Latem 1939 r. bracia przyjechali do Polski na wakacje. Wybuch wojny uniemożliwił im powrót do Persji. Stracono fabrykę w Teheranie. W czasie okupacji bracia wraz z synami Zygmunta (Zbigniewem i Wojciechem) zaangażowali się do walki w strukturach AK. Wkrótce po zdemaskowaniu żony Zdzisława – Marii Kwiatkowskiej (była już wtedy rozwiedziona ze Zdzisławem) jako alianckiego szpiega zostali aresztowani. Młodszego syna Zygmunta – Wojciecha (1927-2019) – po aresztowaniu wykupiono z gestapo, przekazując przez pośredniczącego w transakcji dyrektora Hotelu Bristol platerowaną paterkę (model nr 702). Wojciech został aresztowany powtórnie w czasie powstania warszawskiego i osadzony w twierdzy Modlin, z której uciekł wraz z trzema kolegami. Zbigniew po aresztowaniu trafił do Oświęcimia, a potem do Mauthausen. Do Polski powrócił dopiero w 1947 r. Obecnie mieszka pod Warszawą. Po wojnie zakład zajmujący się głównie renowacją przedmiotów metalowych i posrebrzanych mieścił się na warszawskiej Pradze, przy dzisiejszej ul.
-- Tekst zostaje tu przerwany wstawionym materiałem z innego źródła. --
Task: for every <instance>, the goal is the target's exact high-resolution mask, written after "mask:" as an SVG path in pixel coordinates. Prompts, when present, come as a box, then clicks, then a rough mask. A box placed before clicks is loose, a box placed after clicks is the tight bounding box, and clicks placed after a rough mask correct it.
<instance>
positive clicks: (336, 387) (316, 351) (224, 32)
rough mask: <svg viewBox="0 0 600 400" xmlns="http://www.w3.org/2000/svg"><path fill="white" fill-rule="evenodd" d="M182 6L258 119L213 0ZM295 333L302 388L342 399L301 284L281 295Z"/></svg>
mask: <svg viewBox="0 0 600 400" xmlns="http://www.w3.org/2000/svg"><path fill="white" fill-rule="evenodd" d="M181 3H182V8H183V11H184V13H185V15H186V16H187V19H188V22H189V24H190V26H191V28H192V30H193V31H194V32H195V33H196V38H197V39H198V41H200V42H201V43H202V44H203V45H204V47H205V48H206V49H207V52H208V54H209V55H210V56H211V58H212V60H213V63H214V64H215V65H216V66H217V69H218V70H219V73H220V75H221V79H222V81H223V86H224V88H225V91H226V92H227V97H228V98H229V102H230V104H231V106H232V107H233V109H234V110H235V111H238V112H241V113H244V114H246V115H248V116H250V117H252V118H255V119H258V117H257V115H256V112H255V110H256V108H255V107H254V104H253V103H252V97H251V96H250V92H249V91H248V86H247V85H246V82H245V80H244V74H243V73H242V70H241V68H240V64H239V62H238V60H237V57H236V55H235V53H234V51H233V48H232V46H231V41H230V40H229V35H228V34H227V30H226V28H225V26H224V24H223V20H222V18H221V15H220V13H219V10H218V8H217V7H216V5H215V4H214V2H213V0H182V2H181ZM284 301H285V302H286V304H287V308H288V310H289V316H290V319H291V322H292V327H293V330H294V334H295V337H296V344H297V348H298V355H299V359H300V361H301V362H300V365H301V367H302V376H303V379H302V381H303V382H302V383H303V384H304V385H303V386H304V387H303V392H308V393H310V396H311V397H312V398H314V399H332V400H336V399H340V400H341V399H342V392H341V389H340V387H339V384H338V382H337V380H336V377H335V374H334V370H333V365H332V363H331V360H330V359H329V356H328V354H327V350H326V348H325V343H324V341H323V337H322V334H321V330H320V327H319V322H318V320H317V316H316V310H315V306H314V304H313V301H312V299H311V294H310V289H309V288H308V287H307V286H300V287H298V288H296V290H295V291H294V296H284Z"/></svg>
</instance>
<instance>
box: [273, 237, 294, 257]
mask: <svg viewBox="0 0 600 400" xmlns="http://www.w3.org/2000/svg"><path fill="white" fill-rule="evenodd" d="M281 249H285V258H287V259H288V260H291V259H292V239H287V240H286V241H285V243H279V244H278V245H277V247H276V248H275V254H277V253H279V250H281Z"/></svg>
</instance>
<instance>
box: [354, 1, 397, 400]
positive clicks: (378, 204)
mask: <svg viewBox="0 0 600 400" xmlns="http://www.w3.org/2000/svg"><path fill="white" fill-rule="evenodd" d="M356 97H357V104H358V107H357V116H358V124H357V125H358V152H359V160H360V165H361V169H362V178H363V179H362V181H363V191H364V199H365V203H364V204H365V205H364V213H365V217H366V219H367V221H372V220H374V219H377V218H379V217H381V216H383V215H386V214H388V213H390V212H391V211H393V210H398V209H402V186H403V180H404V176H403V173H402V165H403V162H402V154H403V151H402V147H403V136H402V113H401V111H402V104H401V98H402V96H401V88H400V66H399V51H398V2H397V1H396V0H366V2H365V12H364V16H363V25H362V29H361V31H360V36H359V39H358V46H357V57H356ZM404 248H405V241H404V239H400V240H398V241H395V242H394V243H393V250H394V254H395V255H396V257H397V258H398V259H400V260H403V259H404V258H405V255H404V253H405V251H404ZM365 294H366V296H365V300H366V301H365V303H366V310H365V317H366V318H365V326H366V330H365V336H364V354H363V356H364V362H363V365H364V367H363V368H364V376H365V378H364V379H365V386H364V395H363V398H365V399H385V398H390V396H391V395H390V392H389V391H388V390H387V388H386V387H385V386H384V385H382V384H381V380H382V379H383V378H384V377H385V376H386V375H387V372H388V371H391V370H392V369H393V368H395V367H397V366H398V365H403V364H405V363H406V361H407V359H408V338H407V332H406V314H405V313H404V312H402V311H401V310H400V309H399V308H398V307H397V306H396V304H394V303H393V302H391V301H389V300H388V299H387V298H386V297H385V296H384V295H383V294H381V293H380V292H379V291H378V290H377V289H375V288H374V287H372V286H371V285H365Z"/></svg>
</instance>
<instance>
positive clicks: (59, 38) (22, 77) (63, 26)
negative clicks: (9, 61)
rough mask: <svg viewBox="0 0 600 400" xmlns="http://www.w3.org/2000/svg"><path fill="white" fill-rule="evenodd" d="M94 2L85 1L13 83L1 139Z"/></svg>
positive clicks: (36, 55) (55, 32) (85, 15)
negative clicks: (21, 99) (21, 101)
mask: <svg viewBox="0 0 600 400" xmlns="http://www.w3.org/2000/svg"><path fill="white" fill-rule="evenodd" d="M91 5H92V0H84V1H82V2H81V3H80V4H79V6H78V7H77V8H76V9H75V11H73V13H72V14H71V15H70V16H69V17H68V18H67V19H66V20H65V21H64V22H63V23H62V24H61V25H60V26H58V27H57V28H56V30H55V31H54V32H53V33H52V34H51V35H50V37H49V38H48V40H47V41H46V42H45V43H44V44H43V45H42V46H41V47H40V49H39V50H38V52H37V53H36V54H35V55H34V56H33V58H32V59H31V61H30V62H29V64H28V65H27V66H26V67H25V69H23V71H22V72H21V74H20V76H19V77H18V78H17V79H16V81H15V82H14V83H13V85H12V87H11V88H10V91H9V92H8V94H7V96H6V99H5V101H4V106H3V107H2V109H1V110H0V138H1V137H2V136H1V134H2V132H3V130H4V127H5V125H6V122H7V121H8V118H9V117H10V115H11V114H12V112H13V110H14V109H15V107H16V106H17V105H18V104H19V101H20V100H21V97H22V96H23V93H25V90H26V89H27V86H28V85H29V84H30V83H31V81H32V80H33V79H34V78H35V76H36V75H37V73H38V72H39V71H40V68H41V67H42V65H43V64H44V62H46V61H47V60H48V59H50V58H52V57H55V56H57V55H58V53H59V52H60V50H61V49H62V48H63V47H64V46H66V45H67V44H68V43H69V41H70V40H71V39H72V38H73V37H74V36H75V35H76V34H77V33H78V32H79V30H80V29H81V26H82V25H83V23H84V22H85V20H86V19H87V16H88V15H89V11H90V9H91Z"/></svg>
Okrzei 13 (do 1948 r. zwanej Brukową). Odbudowując kamienicę, Wojciech wraz z ojcem Zygmuntem i dziadkiem Andrzejem Bolesławem w dolnej części budynku urządzili przestrzeń, którą dzierżawiła restauracja „U chama”, a w podziemiach zainstalowano warsztat. Dość szybko w nowej Polsce część kamienicy należącej do Schiffersów uwłaszczono, a następnie rodzinę wywłaszczono (grudzień 1956 r.). W warsztacie jednak do 1960 r. pracował 96-letni Andrzej B. Schiffers wraz z wnukiem Wojciechem. Kolejni męscy przedstawiciele rodziny pozostali również wierni zamiłowaniu do prac w metalu. Patryk (syn Zbigniewa) założył własny warsztat renowacji i konserwacji zabytkowych obiektów metalowych. Kacper Schiffers (syn Zdzisława) jest złotnikiem i autorem własnych projektów biżuterii artystycznej. W 1960 r. zakład został zamknięty. Podczas likwidacji i wyburzania kamienicy przy ul. Brukowej pod nową zabudowę wydobyto z piwnic i rozprzedano bardzo dużo półproduktów firmy A.B. Schiffers. Niewykluczone, że w tym samym czasie rozkradziono również zachowane tam narzędzia wraz z firmowymi puncami, stanowiące unikatowy majątek istniejącego ponad 80 lat zakładu. Wojciech Schiffers w 1952 r. przeniósł się do matki, do Gdyni. Podczas spotkania w 2015 r. on i jego córka opowiedzieli o wielu szczegółach dotyczących historii rodzinnej firmy, za co ogromnie dziękuję. Wojciech Schiffers zmarł w 2019 r.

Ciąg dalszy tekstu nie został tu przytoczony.